Different immunotherapy approaches such as oral immunotherapy, sublingual immunotherapy and subcutaneous immunotherapy are currently being evaluated for single allergens, especially peanut. Immunotherapy in food allergy is, however, associated with frequent and sometimes severe side effects and long term efficacy has not been evaluated sufficiently. Some studies have used the combination of Omalizumab (anti-IgE) and oral immunotherapy for the treatment of food allergy. For children suffering from more than one food allergy, generic treatment concepts targeting all IgE mediated anaphylactic reactions independently of allergen, would potentially protect these children from food anaphylaxis. A few studies have shown Omalizumab to be a promising drug in the treatment of food allergy by increasing the allergen threshold eliciting an allergic reaction, thereby protecting the patients against severe reactions by accidental intake of small amounts of the offending food allergen. However, larger controlled studies are needed especially in children.
Children with food allergy often suffer from concomitant atopic dermatitis, allergic rhinitis and asthma. Omalizumab was initially licensed for the treatment of severe allergic asthma and subsequently for chronic urticaria, but is known also to have a positive effect on allergic rhinitis. Therefore, treatment with Omalizumab may not only increase the threshold for a food allergic reaction to occur but may also have positive effects for concomitant allergic asthma and/or allergic rhinitis in some of these children.

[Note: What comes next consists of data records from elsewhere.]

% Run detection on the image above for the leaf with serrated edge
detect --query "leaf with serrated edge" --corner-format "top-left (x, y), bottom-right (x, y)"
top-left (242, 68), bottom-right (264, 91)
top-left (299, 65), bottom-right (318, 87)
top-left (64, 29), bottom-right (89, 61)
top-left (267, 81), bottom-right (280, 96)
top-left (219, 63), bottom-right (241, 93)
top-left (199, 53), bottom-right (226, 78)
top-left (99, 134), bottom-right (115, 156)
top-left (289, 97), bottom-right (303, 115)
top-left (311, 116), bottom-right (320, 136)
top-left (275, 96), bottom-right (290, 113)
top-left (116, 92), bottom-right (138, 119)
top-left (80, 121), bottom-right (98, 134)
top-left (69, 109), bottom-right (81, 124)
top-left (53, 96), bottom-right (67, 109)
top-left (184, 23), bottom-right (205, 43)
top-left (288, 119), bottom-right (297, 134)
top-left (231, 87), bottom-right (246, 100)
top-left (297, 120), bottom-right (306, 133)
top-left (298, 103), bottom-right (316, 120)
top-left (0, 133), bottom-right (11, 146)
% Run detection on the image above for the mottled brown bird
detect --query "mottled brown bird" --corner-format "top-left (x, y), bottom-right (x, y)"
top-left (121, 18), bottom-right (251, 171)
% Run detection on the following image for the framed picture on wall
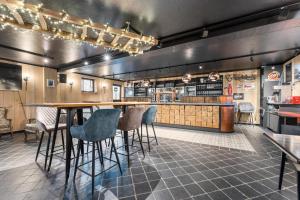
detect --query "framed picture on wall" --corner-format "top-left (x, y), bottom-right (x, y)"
top-left (47, 79), bottom-right (55, 87)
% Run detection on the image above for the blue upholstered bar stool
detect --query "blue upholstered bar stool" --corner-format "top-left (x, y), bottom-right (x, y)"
top-left (131, 106), bottom-right (158, 152)
top-left (238, 102), bottom-right (255, 125)
top-left (141, 106), bottom-right (158, 152)
top-left (70, 109), bottom-right (122, 195)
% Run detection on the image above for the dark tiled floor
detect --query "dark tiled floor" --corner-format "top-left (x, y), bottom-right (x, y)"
top-left (0, 126), bottom-right (296, 200)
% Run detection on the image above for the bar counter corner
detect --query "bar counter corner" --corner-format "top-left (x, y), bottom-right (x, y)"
top-left (151, 102), bottom-right (234, 133)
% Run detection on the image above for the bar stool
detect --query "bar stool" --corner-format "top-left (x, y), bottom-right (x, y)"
top-left (110, 107), bottom-right (145, 166)
top-left (238, 102), bottom-right (254, 125)
top-left (132, 106), bottom-right (158, 152)
top-left (70, 109), bottom-right (122, 195)
top-left (35, 107), bottom-right (66, 169)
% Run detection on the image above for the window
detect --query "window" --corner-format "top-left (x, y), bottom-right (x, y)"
top-left (81, 78), bottom-right (95, 92)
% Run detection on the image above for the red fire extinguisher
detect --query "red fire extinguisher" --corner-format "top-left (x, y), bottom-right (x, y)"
top-left (228, 83), bottom-right (232, 95)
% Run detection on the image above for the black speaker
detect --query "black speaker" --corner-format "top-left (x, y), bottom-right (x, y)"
top-left (59, 74), bottom-right (67, 83)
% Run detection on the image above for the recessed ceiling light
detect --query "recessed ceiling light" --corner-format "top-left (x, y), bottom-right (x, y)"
top-left (44, 58), bottom-right (49, 64)
top-left (104, 53), bottom-right (111, 61)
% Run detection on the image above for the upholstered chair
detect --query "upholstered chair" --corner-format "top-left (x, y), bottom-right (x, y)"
top-left (238, 102), bottom-right (255, 124)
top-left (70, 109), bottom-right (122, 195)
top-left (141, 106), bottom-right (158, 152)
top-left (35, 107), bottom-right (66, 170)
top-left (118, 107), bottom-right (145, 165)
top-left (0, 107), bottom-right (12, 137)
top-left (131, 106), bottom-right (158, 152)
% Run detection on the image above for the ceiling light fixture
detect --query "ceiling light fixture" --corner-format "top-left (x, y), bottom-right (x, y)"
top-left (0, 0), bottom-right (158, 55)
top-left (44, 58), bottom-right (49, 64)
top-left (104, 53), bottom-right (111, 61)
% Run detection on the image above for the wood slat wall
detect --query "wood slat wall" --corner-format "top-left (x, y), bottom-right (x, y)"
top-left (156, 105), bottom-right (220, 128)
top-left (0, 60), bottom-right (123, 131)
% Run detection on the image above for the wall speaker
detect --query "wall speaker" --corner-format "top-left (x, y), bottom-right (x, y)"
top-left (59, 74), bottom-right (67, 83)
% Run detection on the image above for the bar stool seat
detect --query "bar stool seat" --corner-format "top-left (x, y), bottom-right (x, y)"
top-left (238, 102), bottom-right (255, 125)
top-left (35, 107), bottom-right (66, 171)
top-left (113, 107), bottom-right (145, 165)
top-left (70, 109), bottom-right (122, 195)
top-left (131, 106), bottom-right (158, 152)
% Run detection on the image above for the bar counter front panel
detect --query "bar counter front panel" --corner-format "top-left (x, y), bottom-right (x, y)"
top-left (148, 103), bottom-right (234, 133)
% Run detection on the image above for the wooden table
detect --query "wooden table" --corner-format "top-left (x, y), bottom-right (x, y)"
top-left (25, 102), bottom-right (150, 186)
top-left (264, 133), bottom-right (300, 200)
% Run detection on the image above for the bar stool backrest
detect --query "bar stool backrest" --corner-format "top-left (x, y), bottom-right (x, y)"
top-left (119, 107), bottom-right (144, 131)
top-left (83, 109), bottom-right (121, 141)
top-left (239, 102), bottom-right (254, 113)
top-left (36, 107), bottom-right (57, 131)
top-left (142, 106), bottom-right (157, 124)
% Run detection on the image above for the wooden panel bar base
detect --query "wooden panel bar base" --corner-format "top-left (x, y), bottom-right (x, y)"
top-left (154, 103), bottom-right (234, 133)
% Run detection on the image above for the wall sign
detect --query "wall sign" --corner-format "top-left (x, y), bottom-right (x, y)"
top-left (267, 71), bottom-right (280, 81)
top-left (294, 65), bottom-right (300, 80)
top-left (244, 82), bottom-right (256, 90)
top-left (233, 93), bottom-right (244, 100)
top-left (47, 79), bottom-right (55, 87)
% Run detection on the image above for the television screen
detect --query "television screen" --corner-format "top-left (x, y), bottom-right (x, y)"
top-left (0, 63), bottom-right (22, 90)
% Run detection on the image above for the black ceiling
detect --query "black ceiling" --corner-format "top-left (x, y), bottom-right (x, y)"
top-left (0, 0), bottom-right (300, 79)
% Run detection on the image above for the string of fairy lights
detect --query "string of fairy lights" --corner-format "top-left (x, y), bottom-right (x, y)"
top-left (0, 0), bottom-right (158, 55)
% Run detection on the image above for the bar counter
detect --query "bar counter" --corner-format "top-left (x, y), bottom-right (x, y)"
top-left (151, 102), bottom-right (234, 133)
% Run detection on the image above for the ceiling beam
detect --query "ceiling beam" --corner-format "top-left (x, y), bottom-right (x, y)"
top-left (58, 1), bottom-right (300, 71)
top-left (99, 47), bottom-right (300, 78)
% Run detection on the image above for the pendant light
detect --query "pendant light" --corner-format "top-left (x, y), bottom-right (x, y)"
top-left (208, 72), bottom-right (220, 82)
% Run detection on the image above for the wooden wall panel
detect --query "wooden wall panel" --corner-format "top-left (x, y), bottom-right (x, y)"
top-left (0, 60), bottom-right (123, 131)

Data and biological material
Allergy test such as skin prick test and blood test will be performed.
To evaluate the threshold, food challenges will be performed.
Severity of comorbidity (asthma, allergic rhinitis, atopic dermatitis) and Quality of Life related to food allergy will be monitored.
Publications associated with the project
Study results, positive, negative or inconclusive, will be published in international peer reviewed allergy journals.